‘Binz’ serves up a luxurious little slice of sunshine
The best part about a new Solange album is that we’re always spoiled with movie-quality music videos to go with it. And with her latest release, When I Get Home, we practically got a full movie, a precisely choreographed half-hour long companion piece and surreal love letter to the artist’s origins in Houston’s Third Ward. Solange dropped five minutes of it on YouTube as a music video for “Almeda,” stitching together the “Nothing Without Intention” interlude with the standout song of the album, a Playboi Carti-featuring, jazzy flip on the chopped and screwed genre. The “Almeda” video is a well-oiled machine, with legions of dancers orbiting perfectly around Solange, Houston locales and even a fleet of DeLoreans.
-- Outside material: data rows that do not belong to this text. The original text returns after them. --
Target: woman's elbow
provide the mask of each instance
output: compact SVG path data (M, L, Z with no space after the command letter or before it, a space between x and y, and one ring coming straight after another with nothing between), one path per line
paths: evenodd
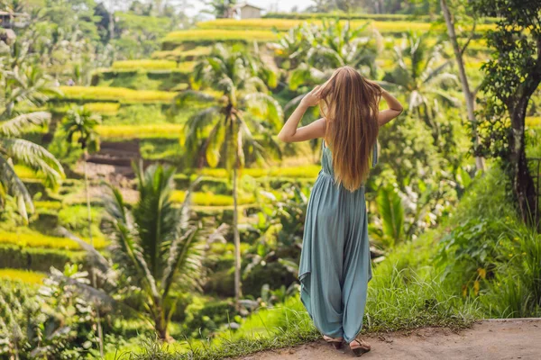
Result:
M291 142L291 137L281 132L278 134L278 140L283 142Z

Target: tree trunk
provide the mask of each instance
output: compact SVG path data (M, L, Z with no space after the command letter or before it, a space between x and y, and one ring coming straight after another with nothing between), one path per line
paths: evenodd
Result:
M539 225L537 195L534 179L527 166L525 147L525 119L529 96L520 97L518 104L509 104L511 139L509 163L513 181L513 193L518 203L520 217L527 225Z
M463 50L461 50L458 46L458 41L456 40L456 32L454 32L454 22L453 18L451 17L451 12L449 11L449 6L447 6L446 0L440 0L440 4L442 7L442 13L444 13L444 18L445 19L445 24L447 25L447 33L449 35L449 40L451 40L451 44L453 45L453 51L454 52L454 58L456 60L456 66L458 67L458 75L460 77L460 83L462 85L463 93L464 94L464 98L466 100L466 111L468 113L468 120L470 122L475 122L475 94L472 93L470 90L470 84L468 82L468 76L466 75L466 68L464 67L464 61L463 58ZM473 144L475 148L479 145L479 137L477 135L477 130L473 130L475 135L475 143ZM484 158L481 157L475 157L475 166L477 170L484 171Z
M154 329L156 334L160 340L169 341L169 332L167 331L167 321L165 320L165 314L163 313L163 308L161 305L156 307L154 318Z
M88 239L90 240L90 245L94 247L94 238L92 238L92 212L90 208L90 192L88 190L88 170L87 169L87 158L88 158L88 152L87 149L84 149L83 154L83 166L85 171L85 194L87 196L87 215L88 220ZM91 269L91 277L92 277L92 287L95 289L96 286L96 271ZM103 328L101 326L101 319L99 316L99 309L96 306L96 325L97 328L97 342L99 343L99 355L103 358L104 357L104 334Z
M239 219L238 219L238 189L237 189L237 167L238 155L235 155L237 160L233 168L233 239L234 242L234 302L237 310L240 307L241 291L241 238L239 236Z

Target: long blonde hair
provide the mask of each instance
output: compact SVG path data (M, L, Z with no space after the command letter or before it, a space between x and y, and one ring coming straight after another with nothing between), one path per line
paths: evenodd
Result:
M368 177L378 139L381 88L350 67L335 71L322 86L320 108L326 119L325 141L333 154L335 180L349 191Z

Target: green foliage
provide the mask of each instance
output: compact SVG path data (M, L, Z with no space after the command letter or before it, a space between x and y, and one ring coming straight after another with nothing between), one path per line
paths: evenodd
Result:
M378 191L376 203L381 217L383 243L387 248L392 247L404 239L402 199L392 186L387 186Z
M85 152L99 150L99 138L96 128L101 122L101 118L87 108L74 107L69 112L62 123L66 140L72 143L74 138Z
M86 284L77 266L53 271L39 294L23 283L0 280L0 355L7 358L76 359L96 348L96 313L72 282ZM77 301L75 301L77 299Z

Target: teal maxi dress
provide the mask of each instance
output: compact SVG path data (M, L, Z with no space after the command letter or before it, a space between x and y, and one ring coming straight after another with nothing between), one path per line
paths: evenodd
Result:
M307 210L298 278L300 299L322 334L353 341L362 327L371 263L364 186L335 182L331 150L323 143L321 171ZM378 161L374 146L371 165Z

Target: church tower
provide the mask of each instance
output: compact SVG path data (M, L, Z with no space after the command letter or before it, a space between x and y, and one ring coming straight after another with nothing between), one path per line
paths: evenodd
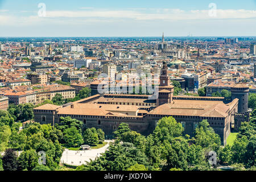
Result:
M162 42L163 43L163 44L164 43L164 36L163 35L163 38L162 38Z
M167 64L165 61L163 62L163 68L161 69L160 76L160 86L168 86L168 78L167 76Z

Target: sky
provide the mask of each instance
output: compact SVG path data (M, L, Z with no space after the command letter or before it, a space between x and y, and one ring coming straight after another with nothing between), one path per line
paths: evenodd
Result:
M0 0L0 37L256 36L256 0Z

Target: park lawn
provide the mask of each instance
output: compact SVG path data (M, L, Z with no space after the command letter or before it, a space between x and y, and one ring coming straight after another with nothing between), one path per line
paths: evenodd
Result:
M230 146L234 143L234 140L237 138L238 133L230 133L226 140L226 144Z
M90 146L92 149L97 149L104 147L108 142L103 142L102 143L98 143L94 146Z
M68 149L69 150L75 150L75 151L80 150L80 148L81 148L80 147L69 147L69 148L68 148Z

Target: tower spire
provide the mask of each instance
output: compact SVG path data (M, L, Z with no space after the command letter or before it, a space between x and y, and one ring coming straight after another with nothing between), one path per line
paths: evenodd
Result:
M163 32L163 38L162 39L162 41L163 43L164 43L164 36Z

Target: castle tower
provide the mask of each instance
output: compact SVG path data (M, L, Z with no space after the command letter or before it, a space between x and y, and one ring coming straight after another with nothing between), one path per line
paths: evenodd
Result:
M238 101L238 113L244 113L248 111L248 95L249 88L246 84L238 83L231 88L232 100L237 98Z
M160 76L160 86L168 86L168 78L167 76L167 65L165 61L163 62L163 68L161 69Z
M162 42L163 43L163 44L164 42L164 35L163 35L163 37L162 38Z

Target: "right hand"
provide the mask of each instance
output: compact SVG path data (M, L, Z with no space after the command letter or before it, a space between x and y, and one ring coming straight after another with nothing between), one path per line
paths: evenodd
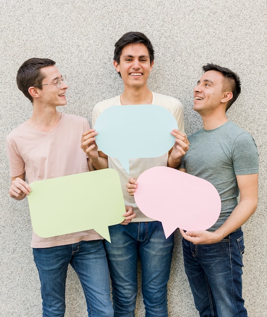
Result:
M137 187L137 182L136 180L137 178L134 178L134 177L130 177L129 178L128 182L126 184L127 187L127 192L129 193L130 196L134 196L135 193L135 189Z
M83 133L81 141L81 147L85 152L90 161L97 160L98 155L98 147L95 143L95 136L97 132L94 129L91 129Z
M9 195L16 201L21 201L29 194L31 188L24 180L20 177L16 177L11 181L9 188Z

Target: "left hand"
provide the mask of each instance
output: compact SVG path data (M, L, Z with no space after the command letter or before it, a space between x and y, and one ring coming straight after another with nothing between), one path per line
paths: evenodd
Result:
M175 138L175 143L171 153L171 157L174 161L180 161L189 150L190 142L185 133L174 129L171 134Z
M128 183L126 184L127 192L129 193L130 196L134 196L134 194L135 193L135 189L137 187L137 178L134 178L134 177L130 177Z
M134 212L134 208L131 206L125 206L126 212L122 215L125 219L120 223L120 224L127 225L131 221L131 219L136 218L136 214Z
M219 236L215 231L205 230L201 231L187 231L180 229L183 237L194 245L209 245L219 242L223 238Z

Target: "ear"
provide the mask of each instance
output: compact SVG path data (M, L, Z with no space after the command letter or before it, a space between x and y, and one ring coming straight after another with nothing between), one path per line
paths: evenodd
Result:
M228 102L229 100L230 100L232 98L232 93L231 91L228 91L225 92L223 94L223 96L221 100L221 102L225 103Z
M28 92L32 98L39 98L40 97L40 91L36 87L34 87L33 86L29 87L28 89Z
M114 65L115 69L117 72L120 72L120 64L118 64L116 61L113 61L113 65Z
M152 70L153 66L154 66L154 61L152 61L150 64L150 70L149 71L149 72L150 72L151 70Z

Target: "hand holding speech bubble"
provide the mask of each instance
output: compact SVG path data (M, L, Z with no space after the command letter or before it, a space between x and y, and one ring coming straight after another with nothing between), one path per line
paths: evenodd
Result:
M124 219L119 176L112 169L41 180L30 187L30 217L39 236L94 229L110 242L108 226Z
M129 158L155 157L174 145L177 129L174 116L156 105L113 106L98 116L95 141L106 154L119 160L129 174ZM156 146L152 137L156 135Z
M205 179L159 166L147 170L137 181L134 196L138 208L162 222L166 238L177 228L206 230L220 215L219 193Z

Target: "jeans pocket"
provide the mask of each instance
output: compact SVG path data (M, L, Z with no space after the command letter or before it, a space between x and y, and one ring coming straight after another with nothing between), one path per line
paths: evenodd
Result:
M241 258L241 262L243 265L243 255L244 254L244 253L245 252L245 245L244 244L244 235L243 234L240 238L239 238L238 239L237 239L237 242L238 243L238 247L239 248L239 253L240 253L240 256Z

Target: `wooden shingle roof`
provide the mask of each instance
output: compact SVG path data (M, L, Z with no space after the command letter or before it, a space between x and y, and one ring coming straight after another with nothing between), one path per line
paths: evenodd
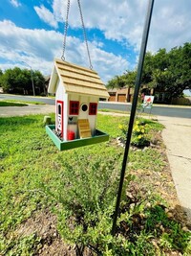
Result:
M109 94L97 73L89 68L72 64L61 59L54 59L49 92L55 93L57 78L60 79L66 93L78 93L109 98Z

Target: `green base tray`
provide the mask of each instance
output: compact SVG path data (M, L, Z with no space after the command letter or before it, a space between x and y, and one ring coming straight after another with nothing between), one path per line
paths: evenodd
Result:
M46 132L51 137L51 139L53 140L53 142L55 144L55 146L59 151L67 151L109 140L109 135L107 133L96 129L96 135L94 137L85 139L75 139L71 141L62 141L53 131L53 129L54 128L55 128L54 125L46 126Z

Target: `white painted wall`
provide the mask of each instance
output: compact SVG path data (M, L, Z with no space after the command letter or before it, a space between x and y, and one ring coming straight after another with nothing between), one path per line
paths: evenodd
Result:
M66 94L64 86L57 81L56 84L56 93L55 93L55 101L63 101L64 103L64 111L63 111L63 128L64 128L64 134L63 134L63 140L67 141L67 132L74 131L74 138L78 138L78 130L77 130L77 123L76 124L68 124L69 123L69 108L70 108L70 101L78 101L79 102L79 115L77 116L77 119L88 119L90 123L91 128L91 133L94 136L96 131L96 115L89 115L89 105L90 103L96 103L98 104L98 98L92 97L92 96L84 96L84 95L78 95L76 94ZM86 104L88 105L87 111L82 111L81 106L83 104ZM56 107L56 106L55 106ZM56 109L55 109L56 113ZM76 118L75 118L76 119ZM57 117L55 118L55 128L57 128Z

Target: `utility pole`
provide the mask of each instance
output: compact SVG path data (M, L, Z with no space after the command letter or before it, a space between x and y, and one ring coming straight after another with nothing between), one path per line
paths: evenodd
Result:
M27 66L30 67L31 70L31 75L32 75L32 91L33 91L33 96L35 96L35 90L34 90L34 84L33 84L33 75L32 75L32 67L25 61L22 61L22 63L26 64Z
M145 24L144 24L144 30L142 34L142 41L141 41L141 46L140 46L140 53L139 53L139 58L138 58L138 73L137 73L137 78L136 78L136 86L135 86L134 99L133 99L132 110L131 110L130 121L129 121L129 128L128 128L127 135L126 135L126 145L125 145L122 168L120 172L120 181L118 185L118 193L117 193L117 198L116 210L114 213L113 226L112 226L112 232L111 232L113 236L116 235L117 220L117 215L119 212L120 198L121 198L121 193L122 193L123 181L125 177L125 171L126 171L131 136L132 136L132 131L133 131L134 120L136 116L136 108L138 105L138 91L140 87L141 73L142 73L142 68L143 68L143 63L144 63L144 57L146 53L146 46L147 46L147 40L148 40L149 29L150 29L151 17L152 17L152 12L153 12L153 5L154 5L154 0L149 0L146 19L145 19Z

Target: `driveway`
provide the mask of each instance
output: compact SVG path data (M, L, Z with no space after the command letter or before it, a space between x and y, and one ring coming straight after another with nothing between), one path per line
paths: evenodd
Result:
M49 114L54 105L1 106L0 117ZM111 114L114 113L104 113ZM124 116L124 114L116 113ZM162 138L180 205L191 221L191 119L158 116L165 126Z
M191 221L191 119L158 117L180 205Z

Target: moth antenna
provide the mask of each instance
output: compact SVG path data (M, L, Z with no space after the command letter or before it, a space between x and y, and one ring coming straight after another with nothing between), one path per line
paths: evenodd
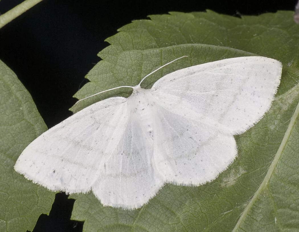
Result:
M138 84L138 86L140 86L140 84L141 84L141 83L142 83L142 82L144 80L150 75L151 75L155 72L156 72L158 70L161 69L163 67L165 67L167 65L168 65L170 64L171 64L172 63L173 63L175 61L176 61L178 59L181 59L182 58L184 58L184 57L188 57L188 56L184 56L182 57L179 57L179 58L177 58L176 59L175 59L173 60L172 60L170 61L170 62L169 62L165 64L162 65L161 67L159 67L156 69L154 70L152 72L150 73L149 73L147 75L144 77L143 78L142 80L141 80L141 81L140 82L140 83L139 83L139 84ZM76 102L76 103L75 103L75 104L76 104L80 101L83 101L83 100L85 100L86 99L87 99L87 98L89 98L89 97L92 97L95 96L96 95L97 95L98 94L103 93L104 93L105 92L107 92L109 91L110 91L110 90L113 90L114 89L116 89L117 88L132 88L132 89L134 88L134 87L132 86L119 86L118 87L115 87L114 88L109 88L109 89L106 89L106 90L104 90L104 91L101 91L101 92L100 92L99 93L97 93L95 94L93 94L92 95L91 95L90 96L89 96L88 97L84 97L84 98L80 99L80 100L78 100L78 101Z
M171 64L172 63L173 63L173 62L174 62L175 61L176 61L178 59L181 59L182 58L184 58L184 57L188 57L188 56L183 56L182 57L179 57L179 58L177 58L176 59L174 59L173 60L173 61L170 61L170 62L169 62L167 64L164 64L164 65L162 65L161 67L159 67L158 68L157 68L156 69L155 69L155 70L154 70L152 72L151 72L151 73L149 73L145 77L144 77L143 78L142 78L142 80L141 80L141 81L139 83L139 84L138 84L138 85L139 86L140 86L140 85L141 84L141 83L142 83L142 82L144 80L144 79L145 78L146 78L147 77L148 77L150 75L152 75L152 74L154 73L155 72L156 72L157 71L158 71L159 69L161 69L162 68L163 68L163 67L165 67L167 65L168 65L170 64Z
M83 100L85 100L86 99L87 99L87 98L89 98L89 97L93 97L94 96L95 96L96 95L97 95L98 94L101 94L103 93L104 93L105 92L108 92L109 91L110 91L110 90L113 90L114 89L116 89L117 88L134 88L134 87L132 86L119 86L118 87L115 87L114 88L109 88L109 89L106 89L106 90L104 90L104 91L101 91L99 93L97 93L96 94L93 94L92 95L91 95L90 96L89 96L88 97L84 97L84 98L82 98L82 99L80 99L80 100L79 100L77 101L75 104L77 104L78 103L81 101L83 101Z

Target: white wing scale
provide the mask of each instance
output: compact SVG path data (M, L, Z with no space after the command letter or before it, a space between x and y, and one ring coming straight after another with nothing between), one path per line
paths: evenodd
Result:
M281 72L260 57L178 70L67 119L29 144L15 169L52 190L91 188L104 205L139 207L164 182L198 185L227 168L237 155L233 135L269 109Z

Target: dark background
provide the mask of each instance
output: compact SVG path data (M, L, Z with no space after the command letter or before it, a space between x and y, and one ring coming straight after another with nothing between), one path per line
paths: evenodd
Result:
M1 0L3 14L22 0ZM13 71L32 96L49 128L71 115L72 97L108 45L105 39L132 20L170 11L210 9L240 17L293 10L297 0L161 1L44 0L0 29L0 59ZM40 217L33 231L81 231L71 221L74 200L56 195L49 216Z

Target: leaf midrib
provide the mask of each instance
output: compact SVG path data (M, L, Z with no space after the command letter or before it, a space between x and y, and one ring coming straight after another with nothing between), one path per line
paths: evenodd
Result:
M257 190L257 191L254 193L252 198L247 204L247 206L246 206L241 216L239 219L239 220L238 220L233 230L232 231L232 232L236 232L237 231L237 230L239 228L239 227L241 223L244 220L246 216L247 215L247 213L250 210L251 206L255 202L260 193L261 192L265 187L268 184L269 181L273 173L273 172L275 170L275 168L277 165L278 161L279 160L283 152L284 149L284 148L286 144L286 143L289 138L292 130L294 128L294 125L298 117L298 116L299 116L299 102L298 103L294 114L293 114L293 115L291 118L290 122L289 123L289 125L288 126L288 128L286 131L286 132L285 133L284 135L283 138L282 140L281 141L281 142L280 143L279 147L278 148L278 149L277 150L277 152L275 155L274 158L272 161L271 165L270 165L269 167L267 174L265 176L263 182L260 185Z

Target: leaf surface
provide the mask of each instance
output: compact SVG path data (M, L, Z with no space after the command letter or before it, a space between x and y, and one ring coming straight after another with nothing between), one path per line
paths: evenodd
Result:
M73 194L72 219L84 231L281 231L299 230L299 28L292 12L239 19L207 12L153 15L134 21L108 38L103 60L86 77L79 99L108 88L134 86L159 66L179 60L146 80L151 87L176 70L226 58L259 55L281 61L282 79L263 119L235 136L238 157L210 183L198 187L167 184L148 204L130 211L104 207L92 193ZM74 112L119 89L80 102Z
M29 93L0 60L0 231L32 230L48 214L55 193L17 173L23 150L47 129Z

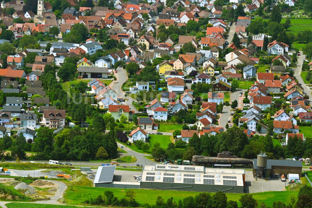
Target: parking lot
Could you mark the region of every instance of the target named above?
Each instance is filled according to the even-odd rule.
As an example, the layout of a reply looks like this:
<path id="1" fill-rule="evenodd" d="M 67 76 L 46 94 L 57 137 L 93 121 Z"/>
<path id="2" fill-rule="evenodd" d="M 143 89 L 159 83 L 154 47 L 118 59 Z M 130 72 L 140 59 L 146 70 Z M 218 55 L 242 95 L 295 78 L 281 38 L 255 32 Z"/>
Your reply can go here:
<path id="1" fill-rule="evenodd" d="M 279 179 L 268 179 L 267 181 L 266 181 L 264 179 L 258 178 L 256 181 L 252 175 L 252 171 L 246 171 L 245 173 L 244 192 L 245 193 L 281 191 L 285 190 L 285 183 L 282 182 Z M 288 185 L 287 181 L 286 186 Z"/>

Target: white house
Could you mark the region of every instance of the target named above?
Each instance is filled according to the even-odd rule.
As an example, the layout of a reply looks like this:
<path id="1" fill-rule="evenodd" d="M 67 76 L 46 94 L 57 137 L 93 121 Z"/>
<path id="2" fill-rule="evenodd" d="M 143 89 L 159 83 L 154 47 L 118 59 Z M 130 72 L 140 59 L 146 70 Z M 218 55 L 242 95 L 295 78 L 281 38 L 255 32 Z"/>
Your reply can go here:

While Solange deserves an immense level of respect for her dedication to precisely curating this mechanical aesthetic in her music videos and promotional material, an unedited and unrehearsed slice into the artist’s life can be a breath of fresh air. This is what we get with the music video for “Binz”: 86 seconds of Solange spinning, popping, twisting and twerking in front of a webcam.
“Binz” is low quality, but it’s not low effort. To a particular eye, Solange’s movements could seem incredibly precise and purposeful, as she dances around in a variety of outfits that probably cost more than University tuition, but it still maintains a carefree vibe. There’s no better fit for the song — “Binz” breezes. It’s a lazy sprint, reveling in taking it slow. Solange doesn’t even bother to start her verse until halfway through: “I just wanna wake up to the suns and Saint Laurent / Hundred thousand dollars on the fronts and the blunts.” “Binz” is the sun breaking through the grey sky on a muzzy March day, warming us up to 90 degree afternoons but not giving them to us quite yet. Solange is aware the summer heat will soon creep through the clouds, and dances with an incessant smile on her face for what’s to come.